= János Balogh (chess player) =

Hungarian-Romanian chess player

János Balogh (10 September 1892, Kézdivásárhely, now Târgu Secuiesc – 12 September 1980, Budapest) was a Hungarian–Romanian chess master. He was a Romanian Champion in 1930.

Balogh played for Romania in Chess Olympiads:
- In 2nd unofficial Olympiad at Budapest 1926;
- In the 2nd Chess Olympiad at The Hague 1928 (+4 –7 =5);
- In the 3rd Chess Olympiad at The Hague 1930 (+5 –5 =5);
- In the 4th Chess Olympiad at Prague 1931 (+3 –7 =5);
and for Hungary at first reserve board in 3rd unofficial Olympiad at Munich 1936 (+5 –1 =7).
He won team bronze medal at Budapest 1926, team gold and individual bronze medals at Munich 1936.

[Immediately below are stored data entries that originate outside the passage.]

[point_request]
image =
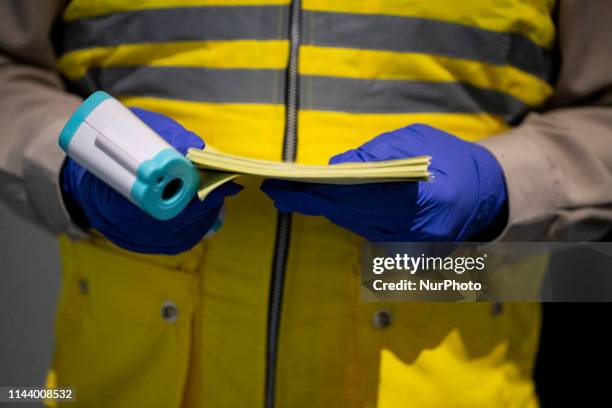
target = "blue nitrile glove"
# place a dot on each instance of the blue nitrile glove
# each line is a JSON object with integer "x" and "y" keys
{"x": 466, "y": 196}
{"x": 124, "y": 223}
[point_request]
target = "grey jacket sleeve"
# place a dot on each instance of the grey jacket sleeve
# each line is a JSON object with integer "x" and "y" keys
{"x": 33, "y": 110}
{"x": 558, "y": 164}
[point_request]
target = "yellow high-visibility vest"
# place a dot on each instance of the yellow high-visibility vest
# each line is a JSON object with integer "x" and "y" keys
{"x": 261, "y": 314}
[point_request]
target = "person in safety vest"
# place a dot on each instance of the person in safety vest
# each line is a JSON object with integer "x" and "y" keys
{"x": 513, "y": 100}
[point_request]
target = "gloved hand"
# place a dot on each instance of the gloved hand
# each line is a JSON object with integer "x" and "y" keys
{"x": 466, "y": 196}
{"x": 124, "y": 223}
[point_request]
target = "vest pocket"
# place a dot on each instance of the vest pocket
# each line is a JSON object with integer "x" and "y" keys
{"x": 124, "y": 329}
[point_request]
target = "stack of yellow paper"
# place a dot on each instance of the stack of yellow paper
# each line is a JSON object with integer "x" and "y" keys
{"x": 221, "y": 167}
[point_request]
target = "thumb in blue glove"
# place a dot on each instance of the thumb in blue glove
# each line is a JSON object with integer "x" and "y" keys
{"x": 126, "y": 225}
{"x": 465, "y": 200}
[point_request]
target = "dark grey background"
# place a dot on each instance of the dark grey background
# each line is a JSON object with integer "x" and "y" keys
{"x": 29, "y": 286}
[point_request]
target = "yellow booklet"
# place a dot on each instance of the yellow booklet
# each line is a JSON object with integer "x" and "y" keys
{"x": 219, "y": 168}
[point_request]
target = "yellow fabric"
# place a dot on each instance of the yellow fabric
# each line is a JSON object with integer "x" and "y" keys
{"x": 376, "y": 64}
{"x": 115, "y": 347}
{"x": 91, "y": 8}
{"x": 531, "y": 18}
{"x": 271, "y": 54}
{"x": 500, "y": 382}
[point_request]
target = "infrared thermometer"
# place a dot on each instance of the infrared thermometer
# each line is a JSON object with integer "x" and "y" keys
{"x": 107, "y": 139}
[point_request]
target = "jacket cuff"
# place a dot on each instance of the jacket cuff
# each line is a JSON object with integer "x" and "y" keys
{"x": 42, "y": 164}
{"x": 533, "y": 182}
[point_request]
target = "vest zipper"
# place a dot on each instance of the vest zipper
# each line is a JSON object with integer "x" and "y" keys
{"x": 283, "y": 223}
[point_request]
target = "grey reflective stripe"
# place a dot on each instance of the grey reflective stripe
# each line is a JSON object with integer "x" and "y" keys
{"x": 316, "y": 93}
{"x": 409, "y": 34}
{"x": 192, "y": 84}
{"x": 387, "y": 96}
{"x": 177, "y": 24}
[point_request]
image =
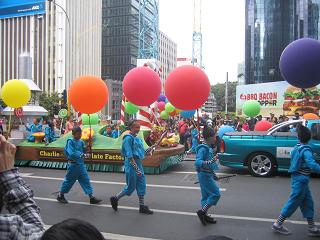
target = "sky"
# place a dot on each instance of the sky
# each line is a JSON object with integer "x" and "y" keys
{"x": 223, "y": 32}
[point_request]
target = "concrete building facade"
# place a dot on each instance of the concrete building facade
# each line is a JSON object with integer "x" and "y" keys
{"x": 62, "y": 47}
{"x": 167, "y": 55}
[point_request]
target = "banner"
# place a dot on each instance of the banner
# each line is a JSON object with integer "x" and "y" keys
{"x": 19, "y": 8}
{"x": 279, "y": 98}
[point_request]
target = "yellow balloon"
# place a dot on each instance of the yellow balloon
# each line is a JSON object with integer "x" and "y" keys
{"x": 15, "y": 93}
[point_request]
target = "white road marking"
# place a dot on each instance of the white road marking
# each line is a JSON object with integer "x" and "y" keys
{"x": 26, "y": 174}
{"x": 123, "y": 183}
{"x": 182, "y": 213}
{"x": 113, "y": 236}
{"x": 217, "y": 173}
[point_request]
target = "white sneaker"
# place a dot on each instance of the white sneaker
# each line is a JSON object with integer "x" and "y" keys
{"x": 314, "y": 232}
{"x": 280, "y": 229}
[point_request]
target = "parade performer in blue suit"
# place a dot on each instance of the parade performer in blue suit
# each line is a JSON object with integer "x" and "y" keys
{"x": 195, "y": 140}
{"x": 205, "y": 165}
{"x": 34, "y": 128}
{"x": 133, "y": 153}
{"x": 302, "y": 163}
{"x": 116, "y": 132}
{"x": 75, "y": 152}
{"x": 48, "y": 131}
{"x": 108, "y": 131}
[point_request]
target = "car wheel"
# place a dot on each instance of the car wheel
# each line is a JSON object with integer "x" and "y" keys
{"x": 261, "y": 164}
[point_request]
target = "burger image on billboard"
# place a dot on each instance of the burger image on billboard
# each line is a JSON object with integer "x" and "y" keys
{"x": 301, "y": 101}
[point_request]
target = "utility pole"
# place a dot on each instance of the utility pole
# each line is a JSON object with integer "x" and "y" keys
{"x": 197, "y": 34}
{"x": 226, "y": 96}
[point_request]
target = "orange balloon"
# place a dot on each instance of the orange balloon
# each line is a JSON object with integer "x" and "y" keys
{"x": 311, "y": 116}
{"x": 172, "y": 114}
{"x": 88, "y": 94}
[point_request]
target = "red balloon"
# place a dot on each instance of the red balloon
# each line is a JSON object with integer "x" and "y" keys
{"x": 311, "y": 116}
{"x": 142, "y": 86}
{"x": 262, "y": 126}
{"x": 88, "y": 94}
{"x": 187, "y": 87}
{"x": 172, "y": 114}
{"x": 161, "y": 106}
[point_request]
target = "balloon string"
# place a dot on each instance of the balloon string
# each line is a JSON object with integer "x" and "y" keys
{"x": 90, "y": 138}
{"x": 198, "y": 122}
{"x": 9, "y": 128}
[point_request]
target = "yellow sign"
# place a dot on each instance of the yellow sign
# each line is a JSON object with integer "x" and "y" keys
{"x": 101, "y": 156}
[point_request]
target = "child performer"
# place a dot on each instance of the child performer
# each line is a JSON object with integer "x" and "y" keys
{"x": 108, "y": 131}
{"x": 34, "y": 128}
{"x": 205, "y": 165}
{"x": 302, "y": 163}
{"x": 133, "y": 152}
{"x": 195, "y": 141}
{"x": 75, "y": 153}
{"x": 49, "y": 131}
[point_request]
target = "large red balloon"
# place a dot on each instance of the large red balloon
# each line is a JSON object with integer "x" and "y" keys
{"x": 88, "y": 94}
{"x": 187, "y": 87}
{"x": 161, "y": 106}
{"x": 262, "y": 126}
{"x": 311, "y": 116}
{"x": 142, "y": 86}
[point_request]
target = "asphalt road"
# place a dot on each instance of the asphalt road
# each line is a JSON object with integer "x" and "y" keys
{"x": 246, "y": 210}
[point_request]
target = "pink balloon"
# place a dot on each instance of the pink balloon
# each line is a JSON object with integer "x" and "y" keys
{"x": 263, "y": 126}
{"x": 187, "y": 87}
{"x": 141, "y": 86}
{"x": 161, "y": 106}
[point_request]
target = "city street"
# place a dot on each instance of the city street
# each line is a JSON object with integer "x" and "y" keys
{"x": 247, "y": 208}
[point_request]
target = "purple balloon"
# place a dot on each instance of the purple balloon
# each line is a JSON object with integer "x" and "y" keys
{"x": 299, "y": 63}
{"x": 162, "y": 98}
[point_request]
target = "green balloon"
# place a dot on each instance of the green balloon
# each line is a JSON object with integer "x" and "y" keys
{"x": 169, "y": 108}
{"x": 164, "y": 115}
{"x": 63, "y": 113}
{"x": 251, "y": 108}
{"x": 94, "y": 119}
{"x": 131, "y": 108}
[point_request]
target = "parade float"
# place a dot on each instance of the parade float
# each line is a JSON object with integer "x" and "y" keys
{"x": 89, "y": 94}
{"x": 105, "y": 153}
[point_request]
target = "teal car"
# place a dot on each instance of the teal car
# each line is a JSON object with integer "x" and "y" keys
{"x": 265, "y": 153}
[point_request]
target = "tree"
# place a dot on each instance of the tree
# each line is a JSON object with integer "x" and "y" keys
{"x": 219, "y": 92}
{"x": 50, "y": 102}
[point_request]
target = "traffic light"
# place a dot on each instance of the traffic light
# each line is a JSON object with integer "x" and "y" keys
{"x": 64, "y": 97}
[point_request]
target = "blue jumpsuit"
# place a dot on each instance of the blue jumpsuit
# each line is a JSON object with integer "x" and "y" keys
{"x": 33, "y": 129}
{"x": 49, "y": 134}
{"x": 205, "y": 167}
{"x": 115, "y": 133}
{"x": 132, "y": 147}
{"x": 76, "y": 168}
{"x": 195, "y": 141}
{"x": 105, "y": 133}
{"x": 302, "y": 162}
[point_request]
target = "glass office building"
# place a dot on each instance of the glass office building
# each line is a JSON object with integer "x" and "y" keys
{"x": 270, "y": 26}
{"x": 120, "y": 36}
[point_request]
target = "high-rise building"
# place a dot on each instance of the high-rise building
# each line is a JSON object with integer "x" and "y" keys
{"x": 270, "y": 26}
{"x": 184, "y": 61}
{"x": 120, "y": 36}
{"x": 113, "y": 107}
{"x": 167, "y": 55}
{"x": 63, "y": 38}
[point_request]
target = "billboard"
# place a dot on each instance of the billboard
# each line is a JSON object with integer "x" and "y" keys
{"x": 19, "y": 8}
{"x": 279, "y": 98}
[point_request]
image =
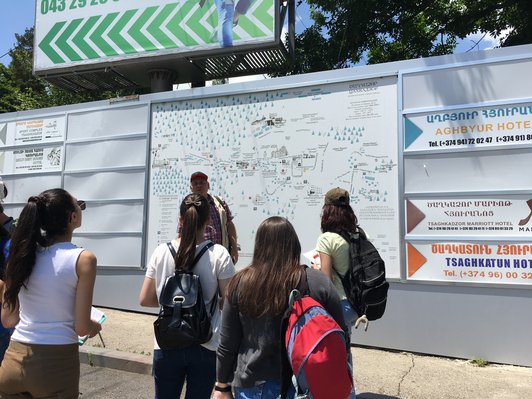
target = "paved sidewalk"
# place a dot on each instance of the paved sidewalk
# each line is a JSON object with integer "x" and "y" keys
{"x": 379, "y": 374}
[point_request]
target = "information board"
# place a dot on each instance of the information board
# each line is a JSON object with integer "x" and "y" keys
{"x": 468, "y": 203}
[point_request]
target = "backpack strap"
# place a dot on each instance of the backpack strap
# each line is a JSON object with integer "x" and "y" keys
{"x": 286, "y": 369}
{"x": 205, "y": 247}
{"x": 172, "y": 249}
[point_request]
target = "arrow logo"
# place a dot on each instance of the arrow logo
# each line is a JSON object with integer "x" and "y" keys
{"x": 415, "y": 260}
{"x": 414, "y": 216}
{"x": 175, "y": 25}
{"x": 412, "y": 132}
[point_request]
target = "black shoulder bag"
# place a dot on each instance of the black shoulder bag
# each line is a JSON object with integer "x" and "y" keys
{"x": 183, "y": 319}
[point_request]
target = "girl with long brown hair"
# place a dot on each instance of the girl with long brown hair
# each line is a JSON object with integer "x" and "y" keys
{"x": 195, "y": 364}
{"x": 47, "y": 297}
{"x": 249, "y": 354}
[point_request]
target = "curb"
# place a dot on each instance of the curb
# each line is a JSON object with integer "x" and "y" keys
{"x": 101, "y": 357}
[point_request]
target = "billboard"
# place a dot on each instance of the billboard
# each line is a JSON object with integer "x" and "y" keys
{"x": 70, "y": 33}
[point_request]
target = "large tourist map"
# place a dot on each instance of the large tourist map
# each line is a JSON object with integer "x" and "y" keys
{"x": 277, "y": 153}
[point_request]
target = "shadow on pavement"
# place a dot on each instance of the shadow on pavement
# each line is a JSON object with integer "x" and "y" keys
{"x": 370, "y": 395}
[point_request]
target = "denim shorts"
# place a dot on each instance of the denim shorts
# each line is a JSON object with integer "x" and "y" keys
{"x": 267, "y": 390}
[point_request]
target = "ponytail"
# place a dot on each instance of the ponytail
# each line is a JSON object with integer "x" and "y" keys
{"x": 194, "y": 212}
{"x": 48, "y": 212}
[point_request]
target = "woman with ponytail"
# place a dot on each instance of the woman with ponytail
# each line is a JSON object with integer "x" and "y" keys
{"x": 195, "y": 364}
{"x": 47, "y": 297}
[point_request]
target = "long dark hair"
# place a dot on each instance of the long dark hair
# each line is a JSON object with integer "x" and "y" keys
{"x": 45, "y": 217}
{"x": 263, "y": 287}
{"x": 4, "y": 238}
{"x": 194, "y": 212}
{"x": 339, "y": 219}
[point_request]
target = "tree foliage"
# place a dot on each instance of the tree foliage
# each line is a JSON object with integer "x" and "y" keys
{"x": 348, "y": 32}
{"x": 21, "y": 90}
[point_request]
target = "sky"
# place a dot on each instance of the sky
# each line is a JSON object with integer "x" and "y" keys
{"x": 20, "y": 14}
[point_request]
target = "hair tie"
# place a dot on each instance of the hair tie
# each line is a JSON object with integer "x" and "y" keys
{"x": 35, "y": 199}
{"x": 190, "y": 201}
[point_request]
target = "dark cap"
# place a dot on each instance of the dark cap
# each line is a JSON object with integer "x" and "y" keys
{"x": 198, "y": 175}
{"x": 337, "y": 196}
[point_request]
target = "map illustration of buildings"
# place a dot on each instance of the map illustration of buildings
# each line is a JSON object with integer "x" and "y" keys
{"x": 277, "y": 153}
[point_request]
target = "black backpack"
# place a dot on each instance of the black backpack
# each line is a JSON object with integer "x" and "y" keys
{"x": 183, "y": 319}
{"x": 365, "y": 282}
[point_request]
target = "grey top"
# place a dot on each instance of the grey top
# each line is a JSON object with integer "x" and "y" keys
{"x": 249, "y": 351}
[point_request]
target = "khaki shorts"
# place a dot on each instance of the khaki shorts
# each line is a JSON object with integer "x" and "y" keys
{"x": 40, "y": 371}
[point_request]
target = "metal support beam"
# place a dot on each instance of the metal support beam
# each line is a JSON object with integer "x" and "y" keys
{"x": 161, "y": 80}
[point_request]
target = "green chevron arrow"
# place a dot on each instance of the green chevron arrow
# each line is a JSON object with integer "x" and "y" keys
{"x": 97, "y": 38}
{"x": 190, "y": 24}
{"x": 194, "y": 23}
{"x": 174, "y": 25}
{"x": 261, "y": 14}
{"x": 135, "y": 30}
{"x": 46, "y": 47}
{"x": 62, "y": 44}
{"x": 115, "y": 36}
{"x": 155, "y": 30}
{"x": 79, "y": 38}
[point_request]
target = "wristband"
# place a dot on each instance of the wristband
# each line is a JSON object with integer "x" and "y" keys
{"x": 222, "y": 389}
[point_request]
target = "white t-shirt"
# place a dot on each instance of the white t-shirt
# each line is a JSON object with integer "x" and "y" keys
{"x": 337, "y": 248}
{"x": 214, "y": 265}
{"x": 47, "y": 304}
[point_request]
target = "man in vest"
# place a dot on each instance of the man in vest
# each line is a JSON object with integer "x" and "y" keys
{"x": 222, "y": 229}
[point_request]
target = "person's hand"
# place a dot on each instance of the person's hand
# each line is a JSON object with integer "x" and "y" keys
{"x": 221, "y": 395}
{"x": 95, "y": 328}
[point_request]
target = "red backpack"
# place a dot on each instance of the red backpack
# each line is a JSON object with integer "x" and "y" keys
{"x": 316, "y": 348}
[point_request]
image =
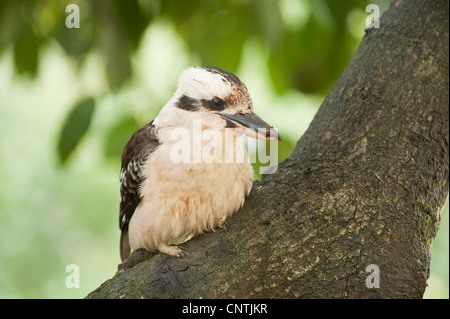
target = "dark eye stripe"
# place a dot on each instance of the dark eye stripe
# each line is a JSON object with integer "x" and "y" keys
{"x": 216, "y": 104}
{"x": 187, "y": 103}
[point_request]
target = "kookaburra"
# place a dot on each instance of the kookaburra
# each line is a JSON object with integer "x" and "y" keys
{"x": 187, "y": 171}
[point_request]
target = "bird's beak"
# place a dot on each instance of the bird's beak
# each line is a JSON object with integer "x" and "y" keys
{"x": 251, "y": 125}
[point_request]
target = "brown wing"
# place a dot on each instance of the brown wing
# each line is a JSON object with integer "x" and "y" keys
{"x": 139, "y": 147}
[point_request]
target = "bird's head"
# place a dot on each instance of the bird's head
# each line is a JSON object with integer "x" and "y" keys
{"x": 219, "y": 100}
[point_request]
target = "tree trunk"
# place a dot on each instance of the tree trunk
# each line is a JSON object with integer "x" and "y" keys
{"x": 364, "y": 186}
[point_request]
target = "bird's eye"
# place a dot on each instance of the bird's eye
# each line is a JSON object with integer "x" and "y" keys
{"x": 217, "y": 102}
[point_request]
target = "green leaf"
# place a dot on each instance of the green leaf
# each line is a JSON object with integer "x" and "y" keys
{"x": 26, "y": 52}
{"x": 74, "y": 128}
{"x": 117, "y": 137}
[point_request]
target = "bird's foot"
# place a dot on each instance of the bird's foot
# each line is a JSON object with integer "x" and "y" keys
{"x": 223, "y": 224}
{"x": 175, "y": 251}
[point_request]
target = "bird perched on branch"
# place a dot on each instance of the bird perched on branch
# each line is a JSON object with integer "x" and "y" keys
{"x": 187, "y": 171}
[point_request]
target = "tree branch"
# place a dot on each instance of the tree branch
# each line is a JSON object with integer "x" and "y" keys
{"x": 364, "y": 185}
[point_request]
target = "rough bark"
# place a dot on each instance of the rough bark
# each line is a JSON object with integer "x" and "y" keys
{"x": 364, "y": 185}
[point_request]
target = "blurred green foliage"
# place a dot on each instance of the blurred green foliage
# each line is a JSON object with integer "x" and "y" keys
{"x": 74, "y": 96}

After World War II, he participated in Hungarian championships in 1946, 1947, and 1950.

He was awarded the International Master of Correspondence title in 1953.

In 1960-1962 he became the Hungarian correspondence chess champion. As a chess player he was a member of the Hungarian national team from 1936 to 1938, and later as a correspondence chess player from 1940 to 1962.